This year, Estella Dugar, RN, Case Management at MountainView Hospital will celebrate a special birthday. She’ll turn 15 years old.
Estella isn’t a child prodigy (although she is very smart!), Estella is one of the few people who were born on Leap Year. In the U.S., there is only an estimated 187,000 people who have been born on Leap Day, and your chances of being born on this day are 1 in about 1,500.
At MountainView Hospital, there are 2,150 employees, and only two who were born on a Leap Day. At MountainView in 2016, also a Leap Year, there were four babies born, two boys and two girls.
So what tips does Estella have for the MountainView babies (and their parents) who will be born on Leap Day 2020?

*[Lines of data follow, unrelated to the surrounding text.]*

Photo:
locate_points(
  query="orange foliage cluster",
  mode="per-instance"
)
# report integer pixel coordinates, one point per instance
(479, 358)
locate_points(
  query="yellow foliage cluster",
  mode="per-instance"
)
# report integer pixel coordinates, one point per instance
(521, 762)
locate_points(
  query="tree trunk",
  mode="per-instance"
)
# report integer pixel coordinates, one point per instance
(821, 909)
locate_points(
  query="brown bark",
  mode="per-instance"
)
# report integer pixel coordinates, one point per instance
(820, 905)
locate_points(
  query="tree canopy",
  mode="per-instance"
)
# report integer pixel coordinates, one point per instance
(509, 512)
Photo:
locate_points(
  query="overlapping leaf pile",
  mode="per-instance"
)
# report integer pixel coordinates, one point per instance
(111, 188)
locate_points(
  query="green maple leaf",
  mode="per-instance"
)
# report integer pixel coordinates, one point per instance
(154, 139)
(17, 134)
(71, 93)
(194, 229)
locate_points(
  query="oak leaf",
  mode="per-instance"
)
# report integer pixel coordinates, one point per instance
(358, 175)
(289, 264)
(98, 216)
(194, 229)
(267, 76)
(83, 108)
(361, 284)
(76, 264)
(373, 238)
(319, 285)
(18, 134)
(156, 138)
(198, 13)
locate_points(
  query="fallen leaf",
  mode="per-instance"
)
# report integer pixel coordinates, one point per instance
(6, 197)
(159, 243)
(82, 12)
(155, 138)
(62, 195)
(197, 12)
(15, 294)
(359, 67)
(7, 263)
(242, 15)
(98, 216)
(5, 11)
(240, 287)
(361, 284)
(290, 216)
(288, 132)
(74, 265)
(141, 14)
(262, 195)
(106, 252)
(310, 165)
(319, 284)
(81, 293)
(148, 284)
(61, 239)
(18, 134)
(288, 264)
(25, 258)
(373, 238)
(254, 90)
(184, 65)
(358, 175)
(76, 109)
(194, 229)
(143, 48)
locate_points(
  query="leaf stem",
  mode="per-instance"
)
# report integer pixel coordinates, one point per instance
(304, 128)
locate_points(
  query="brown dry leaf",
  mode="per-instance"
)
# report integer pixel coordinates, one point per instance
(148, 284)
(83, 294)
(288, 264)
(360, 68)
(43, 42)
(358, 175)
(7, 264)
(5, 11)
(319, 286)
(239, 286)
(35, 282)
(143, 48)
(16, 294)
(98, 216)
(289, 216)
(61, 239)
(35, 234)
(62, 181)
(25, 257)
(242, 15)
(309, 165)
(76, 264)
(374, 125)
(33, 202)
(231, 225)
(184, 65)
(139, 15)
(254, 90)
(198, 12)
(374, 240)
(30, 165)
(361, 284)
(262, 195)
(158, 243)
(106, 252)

“I’ve enjoyed it a lot, it’s a good ice breaker,” Estella said of her unusual birthday, which is displayed on her driver’s license as Feb. 29. “It has been something that made me special; it has always been a subject of conversation and it still is.”
Estella does advise parents to pick a day they will celebrate their child’s birthday on, so as not to confuse the child on “off” years. Estella remembers her mom wanting to celebrate her birthday on Feb. 28, while her dad insisted on celebrating on March 1. At the time, Estella didn’t mind, as her birthday ended up being celebrated for most of the week.
Estella’s favorite memory as a “leapling” (Leap Year babies are often referred to as leaplings or leapers) was when she celebrated her 24th year, but 6th Leap Year birthday.
“My mom had a party for me that was set up for six year olds with puzzles and a big cake,” she said laughing. “I didn’t expect it, it was really sweet.”
So what will she do to celebrate this year? A quinceanera maybe? Estella said she’s not sure yet, but likely will celebrate all week—and on her unique day this year.